Releases: sdat2/seager19
Initial replication of Seager et al 2019 for CMIP5 and CMIP6: Cold tongue bias in CMIP6 spuriously causes mean state to move towards El Niño in response to global warming over historical period
The equatorial Pacific, and the associated state of ENSO, is a crucially important piece of the climate system. Over the last couple of decades, state-of-the-art climate models have been predicting that the temperature gradient across the Pacific should weaken with increased greenhouse gas forcing. However, observational reanalysis products show that this has not occurred. Seager et al. 2019 [A] showed that you can explain the bias in CMIP5 with a simple model. The model reproduces the reanalysis product when forced by the reanalysis fields, and when mean relative humidity and wind speed are swapped out for CMIP5 multimodal mean, it reproduces the change in NINO3.4. We reassembled their model and made it easy to use. We show that the same bias exists for CMIP6, and it can be almost entirely explained in the same way. The model is relatively insensitive to the variation of the more poorly constrained parameters (e.g. Rayleigh damping, Newtonian cooling). Through variation of coupling parameters, we can show that the majority of the effect comes from the suppression of the sensitivity of latent heat flux over the cold tongue region. This model demonstrates that the bias change in the temperature of the NINO3.4 region is a consequence of the bias in the mean state. This in turn is associated with the larger scale double ITCZ cold tongue bias. We would expect the bias in the change in the ENSO equilibrium to propagate into all of the environmental risks with which there are teleconnections to ENSO. This highlights the need for further progress to be made in reducing the double ITCZ cold tongue bias in climate models.

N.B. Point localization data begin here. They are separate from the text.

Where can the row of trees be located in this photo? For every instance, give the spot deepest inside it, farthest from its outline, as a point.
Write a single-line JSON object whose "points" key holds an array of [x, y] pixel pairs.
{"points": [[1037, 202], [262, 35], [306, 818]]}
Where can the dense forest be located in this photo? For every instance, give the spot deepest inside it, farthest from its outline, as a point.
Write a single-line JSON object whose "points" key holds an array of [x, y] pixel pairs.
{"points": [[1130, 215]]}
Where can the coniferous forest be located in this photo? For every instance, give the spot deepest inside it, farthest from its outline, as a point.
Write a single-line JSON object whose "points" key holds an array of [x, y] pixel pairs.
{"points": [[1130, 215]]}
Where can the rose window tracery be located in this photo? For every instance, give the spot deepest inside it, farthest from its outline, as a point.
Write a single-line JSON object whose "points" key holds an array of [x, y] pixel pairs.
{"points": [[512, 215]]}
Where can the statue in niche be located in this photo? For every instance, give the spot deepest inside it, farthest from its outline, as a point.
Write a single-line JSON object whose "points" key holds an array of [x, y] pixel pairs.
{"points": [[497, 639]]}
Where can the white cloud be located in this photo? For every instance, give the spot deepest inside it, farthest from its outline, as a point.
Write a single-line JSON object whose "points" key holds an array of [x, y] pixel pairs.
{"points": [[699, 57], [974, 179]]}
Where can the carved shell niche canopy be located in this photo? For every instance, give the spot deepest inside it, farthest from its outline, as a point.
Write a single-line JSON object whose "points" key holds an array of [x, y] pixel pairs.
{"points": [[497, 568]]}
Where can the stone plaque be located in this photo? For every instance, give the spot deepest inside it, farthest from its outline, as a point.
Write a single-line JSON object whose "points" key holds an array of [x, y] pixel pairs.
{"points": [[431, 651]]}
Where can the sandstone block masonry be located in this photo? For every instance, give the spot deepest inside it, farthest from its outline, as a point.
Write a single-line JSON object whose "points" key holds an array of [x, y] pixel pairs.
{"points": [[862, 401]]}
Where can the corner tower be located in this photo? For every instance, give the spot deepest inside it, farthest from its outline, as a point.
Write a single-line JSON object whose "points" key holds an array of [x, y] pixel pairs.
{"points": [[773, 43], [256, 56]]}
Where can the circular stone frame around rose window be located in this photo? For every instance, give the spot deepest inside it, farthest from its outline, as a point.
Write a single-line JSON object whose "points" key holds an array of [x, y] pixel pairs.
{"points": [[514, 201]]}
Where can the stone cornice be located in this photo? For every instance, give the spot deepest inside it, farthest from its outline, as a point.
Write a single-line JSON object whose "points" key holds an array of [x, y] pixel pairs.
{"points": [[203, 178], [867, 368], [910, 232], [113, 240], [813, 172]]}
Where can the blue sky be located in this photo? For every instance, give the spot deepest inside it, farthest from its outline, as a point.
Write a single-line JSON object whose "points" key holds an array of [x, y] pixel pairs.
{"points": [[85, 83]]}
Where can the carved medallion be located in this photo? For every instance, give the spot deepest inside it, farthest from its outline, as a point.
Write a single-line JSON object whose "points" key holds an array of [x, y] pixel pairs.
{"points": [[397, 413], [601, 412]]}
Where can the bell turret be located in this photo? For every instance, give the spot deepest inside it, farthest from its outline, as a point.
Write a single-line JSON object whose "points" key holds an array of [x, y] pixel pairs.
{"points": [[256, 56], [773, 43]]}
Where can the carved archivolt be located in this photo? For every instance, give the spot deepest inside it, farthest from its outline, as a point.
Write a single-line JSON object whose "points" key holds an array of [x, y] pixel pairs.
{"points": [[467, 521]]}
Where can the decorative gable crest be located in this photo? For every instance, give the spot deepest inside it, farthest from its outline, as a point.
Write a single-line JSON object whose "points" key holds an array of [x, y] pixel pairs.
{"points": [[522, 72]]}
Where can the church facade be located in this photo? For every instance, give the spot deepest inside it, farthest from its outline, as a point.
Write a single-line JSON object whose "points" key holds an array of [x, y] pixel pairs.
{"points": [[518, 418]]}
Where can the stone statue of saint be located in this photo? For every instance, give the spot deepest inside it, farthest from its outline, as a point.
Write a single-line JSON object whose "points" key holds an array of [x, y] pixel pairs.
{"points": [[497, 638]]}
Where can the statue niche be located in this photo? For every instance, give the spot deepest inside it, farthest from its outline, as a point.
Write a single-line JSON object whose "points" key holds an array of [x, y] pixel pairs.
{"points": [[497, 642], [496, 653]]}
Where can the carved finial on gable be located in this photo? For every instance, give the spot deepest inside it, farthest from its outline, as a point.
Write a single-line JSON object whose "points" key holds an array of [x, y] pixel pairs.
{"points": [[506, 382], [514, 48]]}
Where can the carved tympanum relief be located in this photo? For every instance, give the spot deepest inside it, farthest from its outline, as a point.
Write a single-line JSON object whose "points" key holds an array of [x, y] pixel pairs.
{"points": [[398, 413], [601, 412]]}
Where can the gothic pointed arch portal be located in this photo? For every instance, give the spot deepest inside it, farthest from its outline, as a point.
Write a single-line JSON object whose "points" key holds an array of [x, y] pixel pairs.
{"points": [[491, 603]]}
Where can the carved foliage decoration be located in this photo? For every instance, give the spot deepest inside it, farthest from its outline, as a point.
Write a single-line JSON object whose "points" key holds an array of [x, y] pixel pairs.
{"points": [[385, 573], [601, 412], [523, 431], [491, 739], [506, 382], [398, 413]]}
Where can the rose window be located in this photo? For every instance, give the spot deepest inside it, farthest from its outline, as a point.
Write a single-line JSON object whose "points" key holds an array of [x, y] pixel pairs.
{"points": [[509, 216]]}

[A] Seager, R. et al. Strengthening tropical Pacific zonal sea surface temperature gradient consistent with rising greenhouse gases, https://doi.org/10.1038/s41558-019-0505-x (July 2019.)
This model is composed of a Fortran ocean model, alongside a Python atmospheric and ocean flux model. The repository contains a Dockerfile to create the right environment with old Fortran compilers to run the model.